Please note that I am first time using NoSQL and pretty much every concept is new in this NoSQL world, being from RDBMS for long time!!
In one of my heavy used applications, I want to use NoSQL for some part of the data and move out from MySQL where transactions/Relational model doesn't make sense. What I would get is, CAP [Availability and Partition Tolerance].
The present data model is simple as this
ID (integer) | ENTITY_ID (integer) | ENTITY_TYPE (String) | ENTITY_DATA (Text) | CREATED_ON (Date) | VERSION (interger)|
We can safely assume that this part of application is similar to Logging of the Activity!
I would like to move this to NoSQL as per my requirements and separate from Performance Oriented MySQL DB.
Cassandra says, everything in it is simple Map<Key,Value> type! Thinking in terms of Map level,
I can use ENTITY_ID|ENTITY_TYPE|ENTITY_APP as key and store the rest of the data in values!
After reading through User Defined Types in Cassandra, can I use UserDefinedType as value which essentially leverage as One Key and multiple values! Otherwise, Use it as normal column level without UserDefinedType! One idea is to use the same model for different applications across systems where it would be simple logging/activity data can be pushed to the same, since the key varies from application to application and within application each entity will be unique!
No application/business function to access this data without Key, or in simple terms no requirement to get data randomly!

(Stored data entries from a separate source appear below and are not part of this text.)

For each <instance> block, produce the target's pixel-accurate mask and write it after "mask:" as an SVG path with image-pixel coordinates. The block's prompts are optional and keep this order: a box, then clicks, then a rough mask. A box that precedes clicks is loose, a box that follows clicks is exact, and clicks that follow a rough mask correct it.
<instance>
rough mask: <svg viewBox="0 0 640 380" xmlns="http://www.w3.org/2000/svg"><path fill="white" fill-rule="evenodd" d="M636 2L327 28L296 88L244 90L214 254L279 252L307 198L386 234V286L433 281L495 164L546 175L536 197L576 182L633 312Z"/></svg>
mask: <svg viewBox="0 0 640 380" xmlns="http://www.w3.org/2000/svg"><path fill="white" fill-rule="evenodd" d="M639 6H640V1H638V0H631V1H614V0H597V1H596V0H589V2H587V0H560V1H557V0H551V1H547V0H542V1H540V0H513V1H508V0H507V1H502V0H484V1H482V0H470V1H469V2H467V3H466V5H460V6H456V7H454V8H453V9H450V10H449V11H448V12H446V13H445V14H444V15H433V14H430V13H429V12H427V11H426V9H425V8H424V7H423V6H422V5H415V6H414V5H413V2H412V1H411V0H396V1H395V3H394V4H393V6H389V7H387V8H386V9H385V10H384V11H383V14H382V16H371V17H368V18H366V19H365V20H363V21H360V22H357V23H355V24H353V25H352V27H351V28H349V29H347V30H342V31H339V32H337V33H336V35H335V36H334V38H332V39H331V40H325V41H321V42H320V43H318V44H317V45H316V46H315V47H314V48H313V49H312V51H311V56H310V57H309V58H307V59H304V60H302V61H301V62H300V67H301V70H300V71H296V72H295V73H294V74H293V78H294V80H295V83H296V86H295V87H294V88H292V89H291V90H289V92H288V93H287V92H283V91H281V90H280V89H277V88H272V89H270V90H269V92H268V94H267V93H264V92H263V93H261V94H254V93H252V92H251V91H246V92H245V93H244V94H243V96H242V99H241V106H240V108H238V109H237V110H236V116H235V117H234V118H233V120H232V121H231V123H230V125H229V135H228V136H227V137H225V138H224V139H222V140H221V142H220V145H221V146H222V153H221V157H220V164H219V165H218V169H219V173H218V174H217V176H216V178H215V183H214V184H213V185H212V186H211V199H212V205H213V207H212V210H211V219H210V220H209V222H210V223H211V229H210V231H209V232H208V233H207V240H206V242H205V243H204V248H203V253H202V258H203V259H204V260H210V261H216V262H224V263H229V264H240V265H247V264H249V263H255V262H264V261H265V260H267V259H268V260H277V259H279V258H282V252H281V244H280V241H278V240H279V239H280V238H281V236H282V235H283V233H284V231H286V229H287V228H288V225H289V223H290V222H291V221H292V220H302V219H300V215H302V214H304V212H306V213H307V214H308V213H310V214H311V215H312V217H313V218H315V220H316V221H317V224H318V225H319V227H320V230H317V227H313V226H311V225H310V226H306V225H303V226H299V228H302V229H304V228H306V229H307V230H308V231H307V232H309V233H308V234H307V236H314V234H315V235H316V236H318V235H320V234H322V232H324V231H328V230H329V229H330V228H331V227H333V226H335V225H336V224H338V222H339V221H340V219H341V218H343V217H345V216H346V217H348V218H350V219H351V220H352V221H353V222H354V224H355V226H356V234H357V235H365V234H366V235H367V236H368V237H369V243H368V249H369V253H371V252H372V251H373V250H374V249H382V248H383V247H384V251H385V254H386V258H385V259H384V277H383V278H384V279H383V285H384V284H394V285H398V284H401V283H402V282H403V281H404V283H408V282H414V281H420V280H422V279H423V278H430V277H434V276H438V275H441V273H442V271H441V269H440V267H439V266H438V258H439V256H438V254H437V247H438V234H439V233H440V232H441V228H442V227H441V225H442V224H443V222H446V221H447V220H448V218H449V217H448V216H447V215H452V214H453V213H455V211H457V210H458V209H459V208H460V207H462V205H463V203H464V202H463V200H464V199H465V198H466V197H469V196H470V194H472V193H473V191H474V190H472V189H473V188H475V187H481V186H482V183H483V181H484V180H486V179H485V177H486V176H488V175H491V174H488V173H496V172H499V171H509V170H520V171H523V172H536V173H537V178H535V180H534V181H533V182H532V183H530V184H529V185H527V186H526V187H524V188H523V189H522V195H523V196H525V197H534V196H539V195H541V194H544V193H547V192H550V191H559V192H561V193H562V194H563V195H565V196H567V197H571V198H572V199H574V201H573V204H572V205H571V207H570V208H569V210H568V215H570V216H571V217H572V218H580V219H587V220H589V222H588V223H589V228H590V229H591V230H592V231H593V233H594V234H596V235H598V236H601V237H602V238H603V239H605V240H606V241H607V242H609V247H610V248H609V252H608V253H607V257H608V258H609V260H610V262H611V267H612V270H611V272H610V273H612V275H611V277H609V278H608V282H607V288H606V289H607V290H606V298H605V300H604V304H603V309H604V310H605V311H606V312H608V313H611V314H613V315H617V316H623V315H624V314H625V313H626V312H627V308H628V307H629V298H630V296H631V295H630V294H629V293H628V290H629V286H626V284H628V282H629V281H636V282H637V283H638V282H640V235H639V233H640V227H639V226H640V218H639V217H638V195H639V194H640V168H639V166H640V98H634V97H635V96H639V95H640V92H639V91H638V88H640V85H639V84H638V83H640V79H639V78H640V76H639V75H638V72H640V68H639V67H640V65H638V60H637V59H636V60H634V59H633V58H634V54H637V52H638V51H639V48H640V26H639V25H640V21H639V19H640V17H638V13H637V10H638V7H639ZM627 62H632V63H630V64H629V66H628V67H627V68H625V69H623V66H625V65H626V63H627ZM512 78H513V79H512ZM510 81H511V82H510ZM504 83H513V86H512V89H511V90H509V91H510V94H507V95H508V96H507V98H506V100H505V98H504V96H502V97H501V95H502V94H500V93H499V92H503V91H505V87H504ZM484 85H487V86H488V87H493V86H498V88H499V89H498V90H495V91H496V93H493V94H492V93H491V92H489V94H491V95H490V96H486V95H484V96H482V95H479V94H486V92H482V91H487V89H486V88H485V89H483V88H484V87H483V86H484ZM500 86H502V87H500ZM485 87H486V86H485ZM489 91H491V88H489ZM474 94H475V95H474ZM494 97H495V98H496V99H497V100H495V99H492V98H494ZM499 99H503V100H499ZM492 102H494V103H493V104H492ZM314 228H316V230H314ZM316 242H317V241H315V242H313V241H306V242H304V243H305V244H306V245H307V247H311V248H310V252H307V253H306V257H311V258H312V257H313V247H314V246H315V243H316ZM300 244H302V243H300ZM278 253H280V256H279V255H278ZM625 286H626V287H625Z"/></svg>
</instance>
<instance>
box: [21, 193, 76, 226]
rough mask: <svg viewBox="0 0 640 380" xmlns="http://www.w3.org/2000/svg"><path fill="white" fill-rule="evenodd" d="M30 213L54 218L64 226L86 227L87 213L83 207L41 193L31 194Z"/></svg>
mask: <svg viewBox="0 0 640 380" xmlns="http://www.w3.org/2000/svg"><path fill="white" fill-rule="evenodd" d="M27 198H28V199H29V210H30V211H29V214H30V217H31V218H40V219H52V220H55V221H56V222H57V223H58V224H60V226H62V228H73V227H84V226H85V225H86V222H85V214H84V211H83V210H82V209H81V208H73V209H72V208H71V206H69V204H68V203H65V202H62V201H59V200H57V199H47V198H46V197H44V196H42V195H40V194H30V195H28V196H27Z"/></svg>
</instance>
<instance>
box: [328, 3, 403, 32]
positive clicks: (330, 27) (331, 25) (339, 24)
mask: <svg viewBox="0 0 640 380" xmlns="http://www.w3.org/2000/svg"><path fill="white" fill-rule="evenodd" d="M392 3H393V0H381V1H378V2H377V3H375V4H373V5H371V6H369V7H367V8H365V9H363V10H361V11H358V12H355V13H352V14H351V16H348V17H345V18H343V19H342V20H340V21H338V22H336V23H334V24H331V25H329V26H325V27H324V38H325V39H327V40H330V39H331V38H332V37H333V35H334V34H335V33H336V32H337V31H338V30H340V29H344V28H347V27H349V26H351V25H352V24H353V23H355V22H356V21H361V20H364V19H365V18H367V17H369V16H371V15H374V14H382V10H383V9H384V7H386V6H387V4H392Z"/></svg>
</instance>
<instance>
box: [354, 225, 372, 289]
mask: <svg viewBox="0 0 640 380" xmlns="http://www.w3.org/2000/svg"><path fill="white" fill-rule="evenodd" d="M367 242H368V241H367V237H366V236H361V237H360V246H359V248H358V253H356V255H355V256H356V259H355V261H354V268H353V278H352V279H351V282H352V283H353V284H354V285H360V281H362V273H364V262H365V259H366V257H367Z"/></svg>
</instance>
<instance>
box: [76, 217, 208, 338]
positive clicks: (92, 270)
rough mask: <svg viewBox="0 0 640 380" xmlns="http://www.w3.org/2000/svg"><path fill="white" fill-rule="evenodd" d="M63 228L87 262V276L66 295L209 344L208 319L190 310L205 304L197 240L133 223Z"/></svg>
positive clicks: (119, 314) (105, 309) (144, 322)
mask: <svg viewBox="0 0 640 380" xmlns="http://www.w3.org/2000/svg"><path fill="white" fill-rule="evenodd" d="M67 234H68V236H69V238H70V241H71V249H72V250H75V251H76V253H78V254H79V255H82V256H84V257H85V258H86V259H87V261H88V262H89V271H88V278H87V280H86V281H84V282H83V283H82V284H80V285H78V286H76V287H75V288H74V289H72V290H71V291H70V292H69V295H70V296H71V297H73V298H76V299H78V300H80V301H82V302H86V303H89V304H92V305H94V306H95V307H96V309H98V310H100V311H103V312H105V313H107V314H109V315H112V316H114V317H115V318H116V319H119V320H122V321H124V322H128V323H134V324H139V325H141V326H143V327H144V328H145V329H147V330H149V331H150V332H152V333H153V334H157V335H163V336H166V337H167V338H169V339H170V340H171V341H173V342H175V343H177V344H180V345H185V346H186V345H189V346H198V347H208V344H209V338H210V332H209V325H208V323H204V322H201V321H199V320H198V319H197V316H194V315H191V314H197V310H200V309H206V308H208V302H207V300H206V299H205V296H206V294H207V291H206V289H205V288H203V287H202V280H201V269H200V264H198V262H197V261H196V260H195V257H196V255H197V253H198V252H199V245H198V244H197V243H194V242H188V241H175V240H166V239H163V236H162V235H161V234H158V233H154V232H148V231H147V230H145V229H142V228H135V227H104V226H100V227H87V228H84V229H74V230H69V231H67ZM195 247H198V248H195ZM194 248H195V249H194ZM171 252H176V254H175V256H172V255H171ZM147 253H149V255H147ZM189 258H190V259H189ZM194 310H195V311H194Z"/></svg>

References: http://www.ebaytechblog.com/2012/07/16/cassandra-data-modeling-best-practices-part-1/
Let me explain the cassandra data model a bit (or at least, a part of it). You create tables like so:
create table event(
id uuid,
timestamp timeuuid,
some_column text,
some_column2 list<text>,
some_column3 map<text, text>,
some_column4 map<text, text>,
primary key (id, timestamp .... );
Note the primary key. There's multiple columns specified. The first column is the partition key. All "rows" in a partition are stored together. Inside a partition, data is ordered by the second, then third, then fourth... keys in the primary key. These are called clustering keys. To query, you almost always hit a partition (by specifying equality in the where clause). Any further filters in your query are then done on the selected partition. If you don't specify a partition key, you make a cluster wide query, which may be slow or most likely, time out. After hitting the partition, you can filter with matches on subsequent keys in order, with a range query on the last clustering key specified in your query. Anyway, that's all about querying.
In terms of structure, you have a few column types. Some primitives like text, int, etc., but also three collections - sets, lists and maps. Yes, maps. UDTs are typically more useful when used in collections. e.g. A Person may have a map of addresses: map. You would typically store info in columns if you needed to query on it, or index on it, or you know each row will have those columns. You're also free to use a map column which would let you store "arbitrary" key-value data; which is what it seems you're looking to do.
One thing to watch out for... your primary key is unique per records. If you do another insert with the same pk, you won't get an error, it'll simply overwrite the existing data. Everything in cassandra is an upsert. And you won't be able to change the value of any column that's in the primary key for any row.
You mentioned querying is not a factor. However, if you do find yourself needing to do aggregations, you should check out Apache Spark, which works very well with Cassandra (and also supports relational data sources....so you should be able to aggregate data across mysql and cassandra for analytics).
Lastly, if your data is time series log data, cassandra is a very very good choice.